Mario Villalobos

So It Begins

Hi, my name is Mario Villalobos, and I’m flawed. Super flawed. Undeniably flawed. I’ve made and will make many mistakes as I live my life in this tiny sliver of time. I’m supposed to be a writer, but I don’t really write all that much. I finished my first novel last year but it’s a huge mess, and I’m confident it’ll never see the light of day. I’m planning to rewrite it, though, but that plan is still lurking unfinished in an OmniFocus project. I’m also a wild land firefighter whose third year has just ended. It was fun.

I don’t consider myself an alcoholic, but I don’t like who I turn to when I drink. The things I do after drinking — things that seem and feel right to do at the time — are the mistakes that have cost me friendships, relationships with people I’m always going to miss. My memories of them will always be tainted with a tinge of regret. Always, and that will never change. It saddens me.
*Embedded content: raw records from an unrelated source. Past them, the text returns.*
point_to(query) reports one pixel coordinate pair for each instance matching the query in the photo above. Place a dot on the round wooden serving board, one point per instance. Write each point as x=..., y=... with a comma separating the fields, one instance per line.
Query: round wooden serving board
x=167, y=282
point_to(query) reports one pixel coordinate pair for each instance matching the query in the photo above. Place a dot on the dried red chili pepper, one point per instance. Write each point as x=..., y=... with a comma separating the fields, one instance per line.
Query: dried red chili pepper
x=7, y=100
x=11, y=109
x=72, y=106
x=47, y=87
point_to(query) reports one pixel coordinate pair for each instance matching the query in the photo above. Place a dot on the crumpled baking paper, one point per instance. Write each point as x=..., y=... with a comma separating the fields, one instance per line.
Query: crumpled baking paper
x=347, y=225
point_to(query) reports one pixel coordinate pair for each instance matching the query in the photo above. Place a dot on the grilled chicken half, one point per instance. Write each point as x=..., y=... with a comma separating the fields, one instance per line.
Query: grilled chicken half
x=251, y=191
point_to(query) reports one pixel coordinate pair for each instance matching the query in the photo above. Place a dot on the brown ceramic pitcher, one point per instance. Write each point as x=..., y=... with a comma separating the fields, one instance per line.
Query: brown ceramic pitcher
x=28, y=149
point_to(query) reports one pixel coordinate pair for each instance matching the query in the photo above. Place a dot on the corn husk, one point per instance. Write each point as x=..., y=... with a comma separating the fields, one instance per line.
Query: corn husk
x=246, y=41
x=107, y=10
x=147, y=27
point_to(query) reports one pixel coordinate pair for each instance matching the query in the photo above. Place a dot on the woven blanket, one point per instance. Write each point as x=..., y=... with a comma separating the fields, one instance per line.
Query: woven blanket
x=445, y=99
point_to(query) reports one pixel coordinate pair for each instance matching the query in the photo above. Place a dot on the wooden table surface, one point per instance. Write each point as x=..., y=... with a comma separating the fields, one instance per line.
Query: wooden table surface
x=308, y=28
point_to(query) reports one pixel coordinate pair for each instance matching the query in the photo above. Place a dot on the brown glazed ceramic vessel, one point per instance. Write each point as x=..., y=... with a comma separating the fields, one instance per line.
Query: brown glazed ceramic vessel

I have trouble moving on. How many people find it easy to move on? What’s their secret, I wonder. Our time is so short and limited, and the thought of never again spending time with someone I used to care about hurts. I wish I could express that pain more clearly, but… I’m supposed to be a writer. Ha. It simply hurts that I can’t see them anymore, that they cut me out of their lives and are themselves moving on. But I have to. I have to.

I’ve always wanted to write a blog, and I started (and stopped) a few over the past decade or so (oh yeah, I’m 28 years old), but none of them stuck, obviously. And when Twitter and Facebook started, they became convenient vehicles for me to express myself that negated my (then) need for a blog. But there’s something about a blog that always appealed to me and also frightened me. I always thought I wasn’t important enough to write so personally to an audience beyond just myself. That’s my goal, though, one I hope to see through.

My purpose of this blog is to move on. I’m not sure what that means, exactly. In one sense, to move on from the people who no longer want anything to do with me. In another sense… I don’t like who I’ve become recently. Something changed this year. Maybe it’s been growing for a while, but it definitely manifested this year. I became someone I don’t like. There’s always the possibility that I didn’t become this person but instead have always been this person. If that’s true, then I need to change. How?

Well, that’s the question, isn’t it?